What some saw as a dopey plan all along went up in smoke last week when New Jersey’s largest university declined a request from Christie to become the state’s official medical marijuana grower. Gutless university officials claimed that marijuana’s federal status as an illegal drug could jeopardize federal funding to the school.
“There is no way for Rutgers to be involved in this initiative without violating the federal Controlled Substances Act, which we will not do, said Dudley Do-Right, I mean Rutgers, in a statement.
“If there is a change in federal law or a change in the classification of marijuana, Rutgers would be willing to re-examine a possible role for the university,” the official statement read.
Rutgers would have been the first university in the country to become a state marijuana supplier. Private businesses grow the herb in the 13 other states that have legalized medicinal cannabis. The University of Mississippi in Oxford, Miss., maintains the nation’s only federal pot farm, which supplies monthly tins of 300 pre-rolled joints to each of five surviving patients in the low-profile federal medical marijuana program.

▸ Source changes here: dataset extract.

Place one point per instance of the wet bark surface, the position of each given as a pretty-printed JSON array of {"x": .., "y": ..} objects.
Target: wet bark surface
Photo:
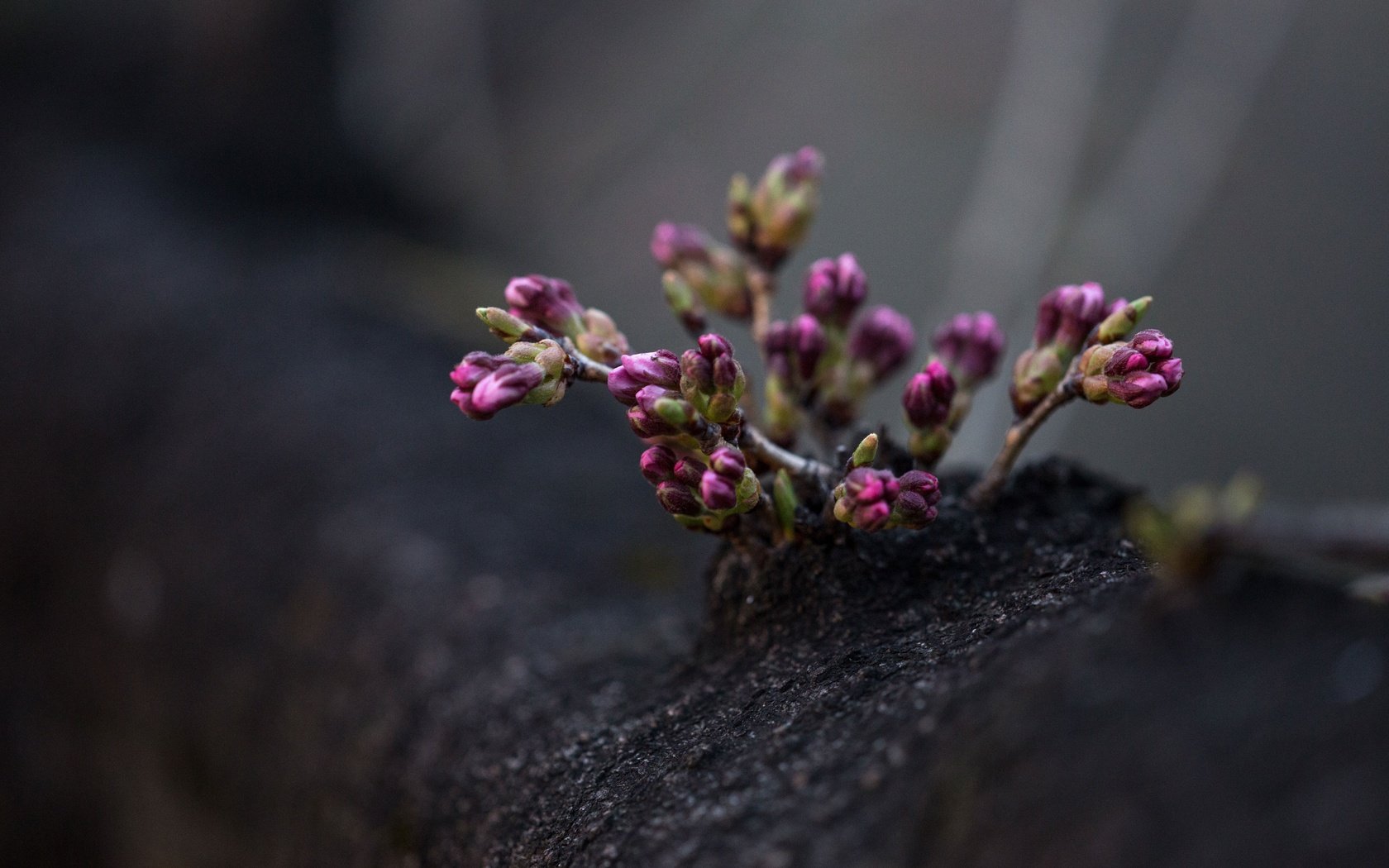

The New Jersey Legislature approved a plan earlier this year allowing marijuana for people with certain chronic illnesses. It was signed into law in January by outgoing Democratic Gov. Jon Corzine on his last day in office.
But Christie, a fat cat Republican and former federal prosecutor, said he wanted “tighter control” over production and distribution of marijuana, to guard against abuses. So when the idea surfaced of having Rutgers grow the cannabis, which would then be distributed by the state’s teaching hospitals, the lawmakers who sponsored the legislation supported a move to push back the implementation date.
Implementation of the medical marijuana law is now scheduled for January 2011 to give the Health Department time to work out the details. But that date could be pushed back even farther by Gov. Christie’s incompetent administration.
When asked Friday how that was going, Gov. Christie replied, “Not well.”